The original design hit a snag once Pajitnov realized how quickly the screen filled up with tiles. “The playfield filled up in 20 seconds flat. Also, once you’d filled a line, it was kind of dead, so why keep it on the screen? So I made each full line disappear, which was key.”
Elsewhere, he reflects on Nintendo’s “embarrassing” choice to use Tchaikovsky’s Nutcracker theme for the game’s music. “When kids of the world hear these pieces of music, they start screaming: ‘Tetris! Tetris!’ That’s not very good for Russian culture.”
Rogers’ story of acquiring the game involves a trip to Moscow, where he made a nerve-wracking deal with Elorg (“the bureau handling the export of software”), assisted by the KGB.
“The director of Elorg, a Mr. Belikov, told me they had never given rights to anybody,” he says. “I was in deep kimchi, because I had 200,000 game cartridges at $10 apiece being manufactured in Japan, and I’d put up all of my in-laws’ property up as collateral. We reconvened the following day and they had a lineup of 10 people – KGB, business guys, lawyers, Alexey – who grilled me for two hours.”
The game eventually became an addictive classic on the hand-held Game Boy platform and its modern version remains popular on mobile phones.

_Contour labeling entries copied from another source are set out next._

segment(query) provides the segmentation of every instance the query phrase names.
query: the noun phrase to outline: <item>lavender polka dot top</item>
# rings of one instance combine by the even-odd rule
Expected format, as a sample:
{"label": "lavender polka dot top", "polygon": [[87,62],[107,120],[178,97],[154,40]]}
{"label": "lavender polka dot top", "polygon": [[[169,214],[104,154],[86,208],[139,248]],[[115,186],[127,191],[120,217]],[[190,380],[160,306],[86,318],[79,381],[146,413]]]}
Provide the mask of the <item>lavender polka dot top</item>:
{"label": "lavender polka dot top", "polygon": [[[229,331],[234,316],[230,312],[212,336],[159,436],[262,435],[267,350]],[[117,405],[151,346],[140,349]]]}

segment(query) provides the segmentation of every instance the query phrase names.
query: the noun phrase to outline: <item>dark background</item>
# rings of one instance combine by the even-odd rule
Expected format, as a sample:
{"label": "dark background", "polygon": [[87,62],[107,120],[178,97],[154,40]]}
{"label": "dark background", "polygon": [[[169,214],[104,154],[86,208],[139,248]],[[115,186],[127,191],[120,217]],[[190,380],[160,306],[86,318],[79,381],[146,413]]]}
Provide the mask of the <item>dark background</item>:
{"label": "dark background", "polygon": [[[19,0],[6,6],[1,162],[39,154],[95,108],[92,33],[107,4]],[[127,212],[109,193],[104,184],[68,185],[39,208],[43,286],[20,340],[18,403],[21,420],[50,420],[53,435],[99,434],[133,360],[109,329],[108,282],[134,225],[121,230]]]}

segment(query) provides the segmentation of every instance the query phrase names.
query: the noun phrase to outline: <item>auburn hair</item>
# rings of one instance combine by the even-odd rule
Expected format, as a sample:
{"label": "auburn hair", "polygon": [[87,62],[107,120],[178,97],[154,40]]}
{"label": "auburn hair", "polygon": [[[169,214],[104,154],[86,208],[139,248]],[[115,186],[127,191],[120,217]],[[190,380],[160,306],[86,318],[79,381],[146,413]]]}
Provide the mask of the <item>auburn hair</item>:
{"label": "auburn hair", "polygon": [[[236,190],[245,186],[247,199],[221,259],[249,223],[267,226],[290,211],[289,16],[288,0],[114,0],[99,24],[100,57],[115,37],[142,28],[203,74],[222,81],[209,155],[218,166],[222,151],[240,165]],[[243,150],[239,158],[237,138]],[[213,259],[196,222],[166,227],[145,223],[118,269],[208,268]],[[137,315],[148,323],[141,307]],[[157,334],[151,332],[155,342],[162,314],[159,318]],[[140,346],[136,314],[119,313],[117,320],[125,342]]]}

Thirty years later, people are still getting pleasure from this mind-numbing game – and according to Dr. Tom Stafford in a new interview with The Daily Mail, there’s a scientific basis behind the game’s obsessive appeal.
Tetris works because of the “Zeigarnik effect,” which suggests that “people more easily remember uncompleted tasks than those that they have finished.”
“Tetris does this wonderfully,” he says. “It presents a world of perpetual uncompleted tasks. . . It involves us in a compulsive loop of completing and generating new tasks and that keeps us endlessly playing.”